On Wednesday Ohio Attorney General Dave Yost advised Norfolk Southern that his office is considering legal action against the rail operator. ‘The pollution, which continues to contaminate the area around East Palestine, created a nuisance, damage to natural resources and caused environmental harm,’ Yost said in a letter sent to the company.
The state’s Environmental Protection Agency said Wednesday that the latest tests show water from five wells supplying the village’s drinking water are free from contaminants. But the EPA also is recommending testing for private water wells because they are closer to the surface. The Ohio Department of Natural Resources estimates the spill affected more than seven miles of streams and killed some 3,500 fish, mostly small ones such as minnows and darters.
Conaway (pictured) launched into a passionate speech to reporters as hundreds thronged into the hall demanding answers and explanations, at one point picking up a megaphone to project his message to the crowd residents and press. He was clearly unhappy by the way the meeting was shaping up, with angry locals at first appearing to be cheated of their right to make their voices heard.
He said: ‘This isn’t the way it’s supposed to go. We will have everybody in the stands and ask questions. I just hope this stays civil. If not we will end it. I have been working behind the scenes to get our elected officials to help us out.’ And he expressed his frustration at dealing with major authorities. ‘I am a mayor of a town of 47 hundred people. If you think I can fight against a railroad or fight against the EPA you’re crazy,’ he told reporters.
And he admitted: ‘I don’t feel safe in my town. I tell everybody they’re safe, think our citizens are safe, I think our drinking water is safe. Everybody is concerned. I’m concerned. It’s not Norfolk Southern here, it’s the EPA trying to get our citizens back into their homes safe. That’s what we need right now. We need our citizens to feel safe in their own homes. I’m very frustrated.’

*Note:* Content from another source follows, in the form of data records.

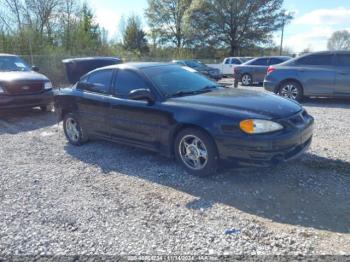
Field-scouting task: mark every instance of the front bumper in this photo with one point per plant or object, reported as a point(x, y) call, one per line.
point(266, 150)
point(269, 86)
point(22, 101)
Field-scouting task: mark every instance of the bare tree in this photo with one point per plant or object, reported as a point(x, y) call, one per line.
point(167, 19)
point(340, 40)
point(235, 23)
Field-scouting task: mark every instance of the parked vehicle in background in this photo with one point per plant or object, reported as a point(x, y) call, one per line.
point(246, 59)
point(77, 67)
point(21, 86)
point(226, 67)
point(254, 71)
point(322, 74)
point(209, 72)
point(167, 109)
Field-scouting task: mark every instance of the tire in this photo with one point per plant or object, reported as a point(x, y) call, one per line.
point(47, 108)
point(246, 80)
point(73, 130)
point(190, 146)
point(291, 90)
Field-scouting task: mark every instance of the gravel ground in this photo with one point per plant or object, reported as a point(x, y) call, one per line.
point(109, 199)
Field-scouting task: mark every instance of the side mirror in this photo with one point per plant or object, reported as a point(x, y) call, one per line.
point(142, 94)
point(35, 68)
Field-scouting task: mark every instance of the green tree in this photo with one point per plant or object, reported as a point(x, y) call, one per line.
point(340, 40)
point(234, 23)
point(167, 19)
point(134, 38)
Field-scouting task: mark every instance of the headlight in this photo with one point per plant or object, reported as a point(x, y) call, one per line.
point(259, 126)
point(48, 86)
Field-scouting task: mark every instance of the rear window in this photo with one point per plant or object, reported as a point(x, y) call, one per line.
point(259, 61)
point(320, 60)
point(343, 60)
point(128, 81)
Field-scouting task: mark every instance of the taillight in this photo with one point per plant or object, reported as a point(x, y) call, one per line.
point(270, 70)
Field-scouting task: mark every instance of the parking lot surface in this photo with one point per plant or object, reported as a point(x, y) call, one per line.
point(103, 198)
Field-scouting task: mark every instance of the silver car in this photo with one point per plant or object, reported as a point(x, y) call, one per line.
point(254, 71)
point(321, 74)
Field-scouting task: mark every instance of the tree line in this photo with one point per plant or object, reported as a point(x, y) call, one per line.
point(205, 28)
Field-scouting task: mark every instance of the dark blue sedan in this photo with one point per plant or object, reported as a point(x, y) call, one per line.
point(167, 109)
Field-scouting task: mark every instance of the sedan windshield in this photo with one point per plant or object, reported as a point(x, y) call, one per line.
point(12, 63)
point(177, 81)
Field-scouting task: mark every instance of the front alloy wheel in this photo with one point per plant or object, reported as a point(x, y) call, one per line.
point(291, 90)
point(193, 152)
point(196, 151)
point(73, 130)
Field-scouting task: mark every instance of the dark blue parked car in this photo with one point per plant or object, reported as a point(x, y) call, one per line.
point(322, 74)
point(167, 109)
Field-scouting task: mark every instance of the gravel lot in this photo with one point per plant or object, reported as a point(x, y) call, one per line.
point(109, 199)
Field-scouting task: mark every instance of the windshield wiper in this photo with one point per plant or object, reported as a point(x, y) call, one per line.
point(194, 92)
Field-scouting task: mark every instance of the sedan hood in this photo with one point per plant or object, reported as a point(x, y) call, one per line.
point(258, 103)
point(22, 76)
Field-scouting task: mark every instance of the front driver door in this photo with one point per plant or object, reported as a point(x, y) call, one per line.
point(259, 69)
point(342, 86)
point(93, 102)
point(133, 122)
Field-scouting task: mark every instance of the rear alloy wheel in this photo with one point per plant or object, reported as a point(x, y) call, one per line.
point(73, 130)
point(246, 80)
point(196, 151)
point(291, 90)
point(47, 108)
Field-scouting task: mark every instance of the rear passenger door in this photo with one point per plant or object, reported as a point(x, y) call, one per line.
point(342, 86)
point(317, 74)
point(259, 69)
point(229, 64)
point(93, 103)
point(133, 122)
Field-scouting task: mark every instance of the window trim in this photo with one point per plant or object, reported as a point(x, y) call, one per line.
point(336, 60)
point(113, 88)
point(267, 61)
point(87, 76)
point(307, 56)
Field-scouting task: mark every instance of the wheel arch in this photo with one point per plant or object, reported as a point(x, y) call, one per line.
point(289, 80)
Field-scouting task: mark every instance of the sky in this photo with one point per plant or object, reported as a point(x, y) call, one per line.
point(314, 20)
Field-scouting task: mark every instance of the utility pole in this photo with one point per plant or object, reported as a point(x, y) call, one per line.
point(282, 36)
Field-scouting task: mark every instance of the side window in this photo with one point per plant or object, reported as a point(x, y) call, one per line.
point(127, 81)
point(343, 60)
point(99, 81)
point(319, 60)
point(261, 61)
point(275, 61)
point(235, 61)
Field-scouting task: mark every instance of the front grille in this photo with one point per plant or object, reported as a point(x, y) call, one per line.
point(299, 119)
point(25, 88)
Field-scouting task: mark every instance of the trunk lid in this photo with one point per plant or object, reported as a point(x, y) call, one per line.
point(259, 103)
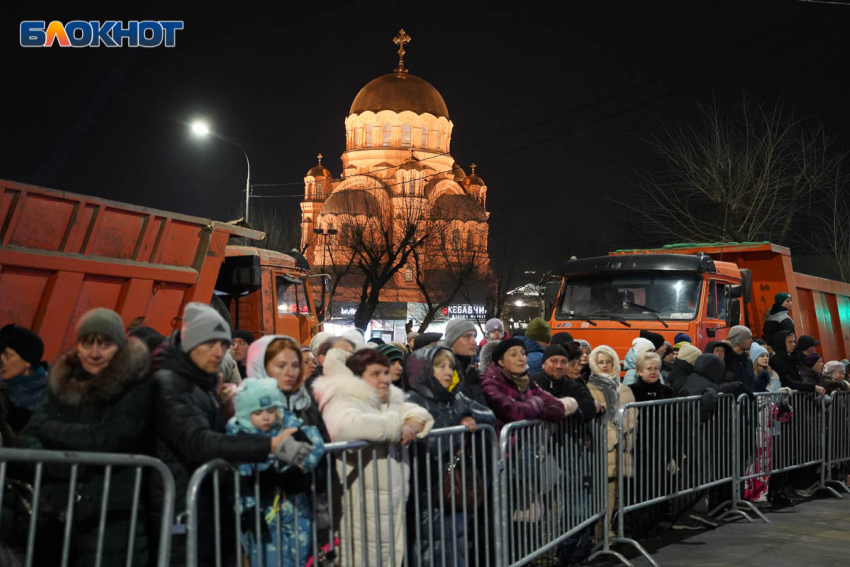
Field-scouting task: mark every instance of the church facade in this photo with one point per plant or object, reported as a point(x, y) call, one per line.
point(397, 160)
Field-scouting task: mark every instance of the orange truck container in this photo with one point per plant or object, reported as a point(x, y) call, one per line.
point(700, 290)
point(62, 254)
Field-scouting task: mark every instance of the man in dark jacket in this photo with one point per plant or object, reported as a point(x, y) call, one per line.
point(460, 338)
point(190, 425)
point(558, 362)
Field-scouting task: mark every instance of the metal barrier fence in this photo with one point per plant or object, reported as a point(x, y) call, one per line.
point(554, 485)
point(665, 451)
point(837, 442)
point(70, 497)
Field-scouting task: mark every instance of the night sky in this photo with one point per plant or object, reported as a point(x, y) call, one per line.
point(550, 105)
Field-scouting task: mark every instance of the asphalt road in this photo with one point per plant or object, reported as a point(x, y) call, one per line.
point(814, 533)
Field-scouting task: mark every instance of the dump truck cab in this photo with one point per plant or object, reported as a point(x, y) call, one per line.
point(267, 292)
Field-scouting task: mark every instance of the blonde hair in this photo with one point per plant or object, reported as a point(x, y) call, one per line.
point(444, 354)
point(645, 358)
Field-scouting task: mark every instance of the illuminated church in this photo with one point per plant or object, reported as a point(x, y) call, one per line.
point(398, 139)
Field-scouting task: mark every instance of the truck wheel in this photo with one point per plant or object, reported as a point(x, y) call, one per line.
point(218, 304)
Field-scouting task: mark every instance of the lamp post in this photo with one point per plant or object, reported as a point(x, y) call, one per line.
point(324, 232)
point(201, 130)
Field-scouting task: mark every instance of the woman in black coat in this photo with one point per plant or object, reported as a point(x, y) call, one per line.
point(97, 401)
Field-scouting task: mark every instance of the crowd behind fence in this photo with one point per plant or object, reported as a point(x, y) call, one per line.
point(453, 498)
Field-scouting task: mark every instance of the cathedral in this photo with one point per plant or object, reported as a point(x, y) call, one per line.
point(398, 138)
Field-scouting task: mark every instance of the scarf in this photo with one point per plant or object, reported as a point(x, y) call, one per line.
point(608, 387)
point(27, 390)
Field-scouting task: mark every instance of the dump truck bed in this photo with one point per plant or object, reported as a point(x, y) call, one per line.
point(62, 254)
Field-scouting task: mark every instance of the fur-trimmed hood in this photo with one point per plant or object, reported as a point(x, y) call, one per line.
point(130, 366)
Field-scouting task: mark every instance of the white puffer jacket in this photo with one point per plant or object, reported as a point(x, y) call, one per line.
point(352, 411)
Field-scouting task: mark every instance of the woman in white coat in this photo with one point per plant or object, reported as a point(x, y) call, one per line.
point(358, 402)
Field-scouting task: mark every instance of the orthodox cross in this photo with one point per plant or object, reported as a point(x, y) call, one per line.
point(400, 40)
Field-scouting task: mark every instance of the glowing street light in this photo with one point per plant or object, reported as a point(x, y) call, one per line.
point(201, 129)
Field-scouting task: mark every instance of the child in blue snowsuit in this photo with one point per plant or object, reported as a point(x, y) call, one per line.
point(260, 411)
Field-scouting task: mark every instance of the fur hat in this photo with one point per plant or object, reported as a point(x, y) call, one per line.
point(105, 322)
point(27, 344)
point(201, 324)
point(538, 330)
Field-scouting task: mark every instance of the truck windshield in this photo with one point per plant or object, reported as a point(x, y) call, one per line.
point(631, 296)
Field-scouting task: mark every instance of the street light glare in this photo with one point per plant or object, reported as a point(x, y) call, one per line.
point(200, 128)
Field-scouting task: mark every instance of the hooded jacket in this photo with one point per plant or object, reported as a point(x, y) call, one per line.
point(190, 430)
point(568, 388)
point(352, 411)
point(298, 401)
point(787, 364)
point(107, 413)
point(509, 404)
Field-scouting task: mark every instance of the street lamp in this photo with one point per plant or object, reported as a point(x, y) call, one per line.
point(201, 129)
point(326, 233)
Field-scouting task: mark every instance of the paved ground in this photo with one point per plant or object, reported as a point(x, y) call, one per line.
point(814, 533)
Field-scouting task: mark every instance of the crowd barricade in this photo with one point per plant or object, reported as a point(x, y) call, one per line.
point(553, 480)
point(47, 492)
point(666, 452)
point(777, 432)
point(837, 442)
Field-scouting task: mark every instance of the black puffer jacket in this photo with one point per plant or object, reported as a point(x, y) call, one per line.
point(108, 413)
point(568, 388)
point(190, 430)
point(447, 408)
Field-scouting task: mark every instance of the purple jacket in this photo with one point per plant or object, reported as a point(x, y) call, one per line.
point(506, 401)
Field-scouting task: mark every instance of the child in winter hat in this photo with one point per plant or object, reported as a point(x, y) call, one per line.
point(260, 411)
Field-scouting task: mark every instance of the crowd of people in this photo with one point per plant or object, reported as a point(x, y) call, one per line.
point(270, 405)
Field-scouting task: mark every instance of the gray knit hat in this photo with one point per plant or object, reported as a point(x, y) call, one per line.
point(102, 321)
point(456, 329)
point(738, 334)
point(202, 323)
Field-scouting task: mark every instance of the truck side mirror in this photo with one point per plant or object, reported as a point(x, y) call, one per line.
point(733, 312)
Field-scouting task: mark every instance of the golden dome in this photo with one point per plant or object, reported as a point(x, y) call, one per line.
point(398, 92)
point(319, 170)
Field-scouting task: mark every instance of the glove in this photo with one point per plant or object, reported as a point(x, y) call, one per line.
point(293, 452)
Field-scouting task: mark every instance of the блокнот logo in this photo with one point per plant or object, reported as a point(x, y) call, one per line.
point(109, 33)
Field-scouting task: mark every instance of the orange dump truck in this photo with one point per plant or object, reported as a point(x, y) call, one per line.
point(697, 289)
point(62, 254)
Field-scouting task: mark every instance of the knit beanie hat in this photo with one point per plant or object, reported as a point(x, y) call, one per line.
point(641, 345)
point(256, 394)
point(682, 338)
point(103, 321)
point(562, 338)
point(811, 359)
point(202, 323)
point(554, 350)
point(246, 336)
point(656, 339)
point(538, 330)
point(689, 353)
point(832, 367)
point(503, 346)
point(756, 351)
point(27, 344)
point(738, 335)
point(391, 352)
point(456, 329)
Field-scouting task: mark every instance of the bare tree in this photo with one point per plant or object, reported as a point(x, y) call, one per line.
point(742, 177)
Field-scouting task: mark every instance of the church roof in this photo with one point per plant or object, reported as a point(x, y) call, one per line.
point(399, 92)
point(464, 208)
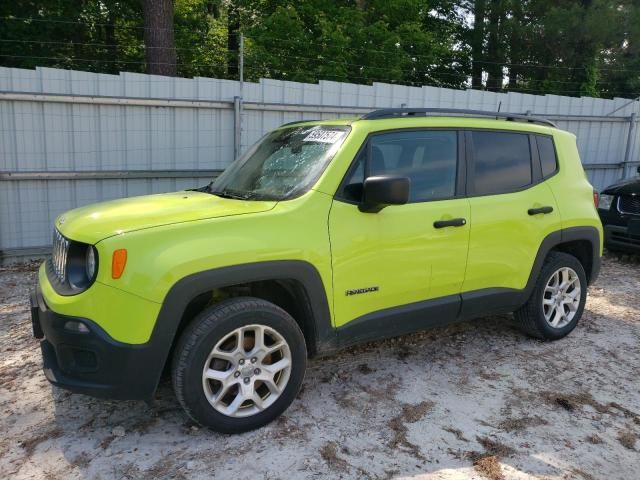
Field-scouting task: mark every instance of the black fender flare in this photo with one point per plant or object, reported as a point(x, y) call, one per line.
point(557, 238)
point(188, 288)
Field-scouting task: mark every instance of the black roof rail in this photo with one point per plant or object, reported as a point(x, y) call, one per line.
point(414, 112)
point(300, 121)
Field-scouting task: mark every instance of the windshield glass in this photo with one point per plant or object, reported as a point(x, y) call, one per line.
point(283, 164)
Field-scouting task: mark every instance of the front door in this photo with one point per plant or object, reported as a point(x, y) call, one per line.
point(403, 254)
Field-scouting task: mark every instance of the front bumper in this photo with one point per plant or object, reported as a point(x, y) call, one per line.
point(92, 362)
point(617, 237)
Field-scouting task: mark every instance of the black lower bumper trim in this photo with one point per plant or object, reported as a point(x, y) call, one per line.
point(91, 362)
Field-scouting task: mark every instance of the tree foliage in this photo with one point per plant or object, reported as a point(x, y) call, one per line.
point(567, 47)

Referring to one report in one news outlet saying he ‘nuked’ the town, he said: ‘We didn’t nuke our town. There were two options. We either detonate those tanks or they detonate themselves. This option, yes powerful chemicals went in the air. I’m truly sorry but that is the only option we had. If we didn’t do that then they would blow up and there would be shrapnel all across this town. I live two blocks from here. I live two blocks from the train tracks.’
Of Norfolk Southern he said: ‘I speak with them every day. They have been working with us. They should. They are the ones who screwed this up. By God we are going to get some answers for people.’ Of the EPA he said: ‘I need help. I’m not ready for this. I wasn’t built for this. I have the village on my back and I will do whatever it takes, however it takes to make this right.’ He vowed: ‘I’m not leaving. I’m not going anywhere. I’m not going to sell my house, I’m not going to move my kids out of the school. I’m here to stay. They are going to make it right. I’m done playing games. They screwed up our town, they’re going to fix it.’
He also attacked some people on social media for terrifying locals. ‘We’re getting good information out but we’re getting a lot of bad information too. It’s scaring the hell out of our residents. Quite frankly I’m sick and tired of it. We don’t need homegrown chemists,’ he said. Pictured: A giant plume of smoke from the aftermath of the incident could be seen from miles away.